In fact, even less information would be sufficient: we can reconstruct the permutation if, for each number $i$, we know just the count $C(i)$ of numbers smaller than $i$ that intersect with $i$ (we don't need to know which specific numbers it intersects with). In your example, it would be enough to know that $C(1)=C(2)=0$, $C(3)=C(5)=2$ and $C(4)=3$.

The permutation will be built in steps. Starting with an empty list, in $i$-th step we insert number $i$ into the existing list at the right spot, so that the relative ordering of numbers in the list will be the same as in the full permutation. Since by that time we have already placed numbers $1$ to $(i-1)$ in the list and they are already in the correct positions relative to each other, the intersections between the newly-added number and existing ones must be consecutive and on the right-hand side of the list.
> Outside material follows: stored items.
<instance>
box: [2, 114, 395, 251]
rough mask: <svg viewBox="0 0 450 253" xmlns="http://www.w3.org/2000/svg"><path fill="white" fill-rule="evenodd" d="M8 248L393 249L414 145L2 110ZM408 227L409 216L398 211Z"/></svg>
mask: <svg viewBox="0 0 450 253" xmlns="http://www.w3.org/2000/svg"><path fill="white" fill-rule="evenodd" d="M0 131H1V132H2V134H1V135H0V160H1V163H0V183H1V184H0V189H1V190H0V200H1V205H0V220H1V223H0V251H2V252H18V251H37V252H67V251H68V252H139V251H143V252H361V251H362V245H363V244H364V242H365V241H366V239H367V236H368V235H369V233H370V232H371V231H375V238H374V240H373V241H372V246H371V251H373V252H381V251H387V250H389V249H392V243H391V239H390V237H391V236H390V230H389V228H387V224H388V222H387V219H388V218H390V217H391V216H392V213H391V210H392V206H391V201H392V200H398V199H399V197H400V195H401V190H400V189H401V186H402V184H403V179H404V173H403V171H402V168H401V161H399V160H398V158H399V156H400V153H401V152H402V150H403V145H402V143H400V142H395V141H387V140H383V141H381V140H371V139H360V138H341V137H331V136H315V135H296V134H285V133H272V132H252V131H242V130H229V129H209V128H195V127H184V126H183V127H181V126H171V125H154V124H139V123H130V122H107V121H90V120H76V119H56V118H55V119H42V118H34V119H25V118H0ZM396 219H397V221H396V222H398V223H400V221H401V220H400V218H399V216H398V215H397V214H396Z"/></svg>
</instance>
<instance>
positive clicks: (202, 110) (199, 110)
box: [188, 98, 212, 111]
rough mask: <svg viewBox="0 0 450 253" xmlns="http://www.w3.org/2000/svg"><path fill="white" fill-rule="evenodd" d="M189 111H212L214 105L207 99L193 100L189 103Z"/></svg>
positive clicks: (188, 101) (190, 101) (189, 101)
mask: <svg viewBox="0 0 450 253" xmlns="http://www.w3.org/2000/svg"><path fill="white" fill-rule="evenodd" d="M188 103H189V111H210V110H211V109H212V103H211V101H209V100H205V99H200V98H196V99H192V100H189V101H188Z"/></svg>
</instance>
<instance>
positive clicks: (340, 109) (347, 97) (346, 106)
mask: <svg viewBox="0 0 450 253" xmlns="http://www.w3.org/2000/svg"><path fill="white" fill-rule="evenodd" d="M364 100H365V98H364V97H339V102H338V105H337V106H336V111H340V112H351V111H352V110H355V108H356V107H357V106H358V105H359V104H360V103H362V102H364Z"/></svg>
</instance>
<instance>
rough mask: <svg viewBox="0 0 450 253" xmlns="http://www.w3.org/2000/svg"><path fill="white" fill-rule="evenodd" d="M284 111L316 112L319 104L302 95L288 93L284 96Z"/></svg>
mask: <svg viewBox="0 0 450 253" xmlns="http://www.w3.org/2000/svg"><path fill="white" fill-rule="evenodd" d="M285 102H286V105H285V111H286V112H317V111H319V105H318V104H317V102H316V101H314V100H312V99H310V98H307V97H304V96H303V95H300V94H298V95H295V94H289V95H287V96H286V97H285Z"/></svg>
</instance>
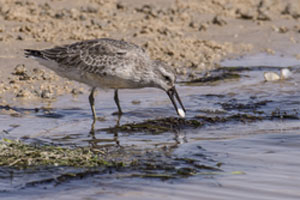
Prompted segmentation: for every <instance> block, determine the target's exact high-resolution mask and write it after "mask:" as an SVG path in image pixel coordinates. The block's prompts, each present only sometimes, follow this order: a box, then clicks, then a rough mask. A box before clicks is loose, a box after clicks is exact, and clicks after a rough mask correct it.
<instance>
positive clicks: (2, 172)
mask: <svg viewBox="0 0 300 200" xmlns="http://www.w3.org/2000/svg"><path fill="white" fill-rule="evenodd" d="M226 65H227V66H224V67H221V68H219V69H216V70H214V71H211V72H209V73H206V74H201V73H199V74H195V77H194V78H193V79H191V80H190V81H181V82H179V86H178V92H179V94H180V95H181V97H182V100H183V102H184V104H185V107H186V109H187V116H186V118H184V119H183V118H178V117H176V112H175V111H174V109H173V108H172V105H171V103H170V102H169V100H168V98H167V96H166V95H165V94H164V95H162V94H163V93H162V92H161V91H159V90H155V89H143V90H133V91H132V90H125V91H121V93H120V99H121V104H122V108H123V110H124V112H125V113H124V115H123V116H122V117H121V118H120V119H119V118H118V117H117V116H114V115H112V113H113V112H115V111H116V107H115V105H114V103H113V101H112V98H113V96H112V94H111V93H106V92H102V91H100V92H99V94H98V95H97V100H96V111H97V113H98V116H99V120H98V121H97V122H96V124H95V127H94V129H93V131H91V124H92V119H91V112H90V109H89V105H88V100H87V95H83V94H82V95H77V96H72V95H69V96H63V97H60V98H58V99H57V101H53V102H52V103H49V102H47V103H42V105H41V104H35V105H27V106H22V105H20V106H10V105H4V106H1V107H0V110H1V115H0V118H1V119H0V120H1V125H0V128H1V137H2V138H5V139H4V140H3V141H2V142H1V148H4V149H6V150H7V149H8V148H7V147H13V146H14V145H15V146H17V147H16V148H15V150H12V151H10V152H8V150H7V152H6V153H5V152H4V151H2V154H1V156H0V157H1V158H4V156H8V157H7V159H8V158H10V159H13V156H15V159H14V161H13V162H8V163H10V164H5V163H4V162H3V160H2V161H1V165H2V167H0V176H1V181H0V186H1V192H2V193H1V195H2V197H4V196H5V197H7V198H8V199H14V198H15V197H16V198H17V197H18V195H19V196H20V195H23V196H24V195H25V196H24V197H25V199H26V198H27V197H28V199H30V198H41V197H43V198H44V199H51V198H53V197H55V196H56V195H60V196H61V195H62V196H63V197H65V199H68V198H70V197H71V195H70V194H68V192H67V191H72V192H74V194H77V195H78V198H93V197H95V198H96V197H97V198H100V197H103V198H104V199H105V198H108V197H110V198H116V199H121V198H122V199H124V198H125V199H137V198H138V197H141V196H143V197H145V199H147V198H148V199H149V198H150V197H149V195H150V196H151V197H156V198H162V197H163V195H165V194H169V193H170V192H171V191H176V192H175V193H176V194H178V197H177V199H182V198H188V197H194V198H200V197H202V198H211V199H235V198H238V197H243V198H244V197H245V196H247V197H248V198H249V199H251V198H256V197H257V196H256V193H253V190H257V191H258V193H257V194H260V195H261V196H263V197H266V198H269V197H270V198H271V197H272V198H274V199H280V198H281V197H287V198H286V199H297V198H298V197H299V194H298V192H297V191H298V189H296V188H298V186H299V183H300V181H299V178H297V176H296V174H298V173H299V169H298V168H297V166H299V164H300V163H299V161H298V157H299V154H300V152H299V149H298V147H299V142H298V141H299V133H298V132H299V129H300V126H299V117H300V116H299V109H300V107H299V103H300V91H299V90H298V84H299V83H300V82H299V80H300V79H299V77H300V70H299V67H300V65H297V64H294V65H288V66H276V65H272V66H267V65H257V66H253V67H249V66H242V65H241V64H240V65H238V66H237V67H234V66H232V65H230V62H227V63H226ZM282 67H288V68H289V70H290V71H291V72H292V76H291V77H290V78H289V79H286V80H279V81H275V82H267V81H265V80H264V76H263V74H264V72H276V73H279V72H280V69H282ZM136 102H138V103H136ZM15 140H20V142H19V143H17V145H16V143H15V142H14V141H15ZM5 145H6V147H5ZM50 147H51V148H52V149H51V148H50ZM17 149H18V150H19V151H17ZM53 149H54V150H55V151H58V152H64V151H65V153H64V154H63V155H64V156H67V154H68V152H69V153H70V154H71V157H72V154H79V152H81V153H84V152H85V151H86V152H89V153H90V154H88V155H89V156H91V157H92V158H93V156H98V157H97V159H98V161H99V159H101V162H100V163H97V164H95V165H90V164H93V163H95V160H93V159H91V160H88V159H87V160H85V162H86V163H87V164H86V165H85V164H80V165H81V166H78V163H80V162H81V161H80V160H77V161H76V157H72V158H74V159H75V160H71V161H70V162H64V163H63V162H60V161H61V160H58V161H57V162H55V161H54V158H53V159H52V158H51V156H50V158H49V156H48V157H47V156H46V157H47V158H48V160H49V159H50V160H51V162H45V163H43V160H38V161H39V162H36V163H34V159H33V158H30V156H32V154H33V155H34V156H33V157H35V158H36V157H39V158H41V159H42V157H43V156H41V155H44V156H45V155H52V157H55V155H54V154H53ZM22 151H23V152H26V151H28V152H27V153H24V155H22V156H21V155H20V154H21V153H20V152H22ZM37 152H40V153H37ZM41 152H44V153H41ZM59 155H60V154H59ZM26 156H28V158H30V159H31V163H29V164H28V159H26ZM18 157H19V158H18ZM22 159H23V160H22ZM30 159H29V160H30ZM72 162H73V164H72ZM74 162H75V163H77V165H74ZM85 162H82V163H85ZM41 163H43V164H41ZM124 183H129V184H125V185H124ZM282 183H285V186H283V185H282ZM87 185H89V187H87ZM200 186H201V187H200ZM278 187H281V188H284V189H285V190H279V191H277V192H270V190H274V189H275V188H278ZM79 188H80V189H79ZM178 188H185V190H182V189H180V190H179V189H178ZM216 188H219V189H218V190H216ZM41 189H43V190H41ZM154 191H157V192H154ZM199 191H201V192H199ZM204 191H206V192H204ZM214 191H217V192H214ZM228 191H231V192H230V193H228ZM242 191H243V192H242ZM53 192H55V193H56V194H53ZM100 193H101V194H102V195H99V194H100ZM225 194H226V195H225ZM224 195H225V196H224ZM221 197H222V198H221ZM245 199H247V198H245Z"/></svg>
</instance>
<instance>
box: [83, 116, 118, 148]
mask: <svg viewBox="0 0 300 200" xmlns="http://www.w3.org/2000/svg"><path fill="white" fill-rule="evenodd" d="M120 120H121V115H118V117H117V120H116V125H115V127H119V126H120ZM95 123H96V121H95V120H93V122H92V124H91V130H90V137H91V139H90V140H88V142H89V144H90V145H91V147H92V148H95V149H101V148H104V147H110V146H117V147H120V141H119V138H118V132H117V129H112V132H113V138H112V139H107V138H105V139H100V138H96V134H95V133H96V132H97V130H95ZM98 135H100V136H101V134H98Z"/></svg>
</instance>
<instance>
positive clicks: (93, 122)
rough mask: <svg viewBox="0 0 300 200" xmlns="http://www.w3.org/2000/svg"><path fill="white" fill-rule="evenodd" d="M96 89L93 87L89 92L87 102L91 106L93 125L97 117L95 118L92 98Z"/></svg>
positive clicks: (94, 106) (93, 102) (94, 99)
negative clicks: (89, 103)
mask: <svg viewBox="0 0 300 200" xmlns="http://www.w3.org/2000/svg"><path fill="white" fill-rule="evenodd" d="M95 90H96V88H95V87H93V88H92V90H91V94H90V96H89V101H90V106H91V110H92V113H93V120H94V122H93V124H95V122H96V120H97V116H96V111H95V98H94V92H95Z"/></svg>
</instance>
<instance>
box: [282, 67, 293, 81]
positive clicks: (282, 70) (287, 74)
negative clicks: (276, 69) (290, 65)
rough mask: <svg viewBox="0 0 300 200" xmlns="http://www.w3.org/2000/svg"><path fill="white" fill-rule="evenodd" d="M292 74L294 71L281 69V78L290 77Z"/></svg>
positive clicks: (284, 68)
mask: <svg viewBox="0 0 300 200" xmlns="http://www.w3.org/2000/svg"><path fill="white" fill-rule="evenodd" d="M291 76H292V72H291V71H290V70H289V69H287V68H284V69H281V70H280V78H281V79H288V78H290V77H291Z"/></svg>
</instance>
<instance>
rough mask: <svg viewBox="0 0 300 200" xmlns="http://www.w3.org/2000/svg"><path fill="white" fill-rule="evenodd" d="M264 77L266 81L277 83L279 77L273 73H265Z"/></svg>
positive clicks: (264, 73) (278, 76)
mask: <svg viewBox="0 0 300 200" xmlns="http://www.w3.org/2000/svg"><path fill="white" fill-rule="evenodd" d="M264 77H265V80H266V81H278V80H280V76H279V75H278V74H277V73H275V72H265V73H264Z"/></svg>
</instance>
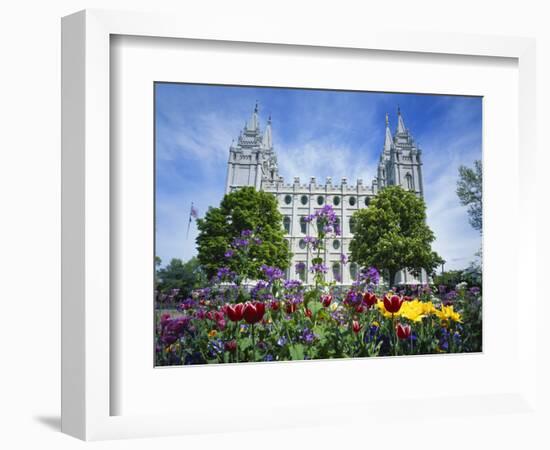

Thus, we just need to skip $C(i)$ positions from the right before we insert number $i$ (so if $C(i)=0$, we append number $i$ at the end of the list).

In your example, we would build the list as follows: $$\begin{array}{lcl} C(1)=0 & \rightarrow & \mathbf{1} & \\ C(2)=0 & \rightarrow & 1, \mathbf{2} & \\ C(3)=\fbox{2} & \rightarrow & \mathbf{3}, \fbox{1, 2}\\ C(4)=\fbox{3} & \rightarrow & \mathbf{4}, \fbox{3, 1, 2}\\ C(5)=\fbox{2} & \rightarrow & 4, 3, \mathbf{5}, \fbox{1, 2}\\ \end{array}$$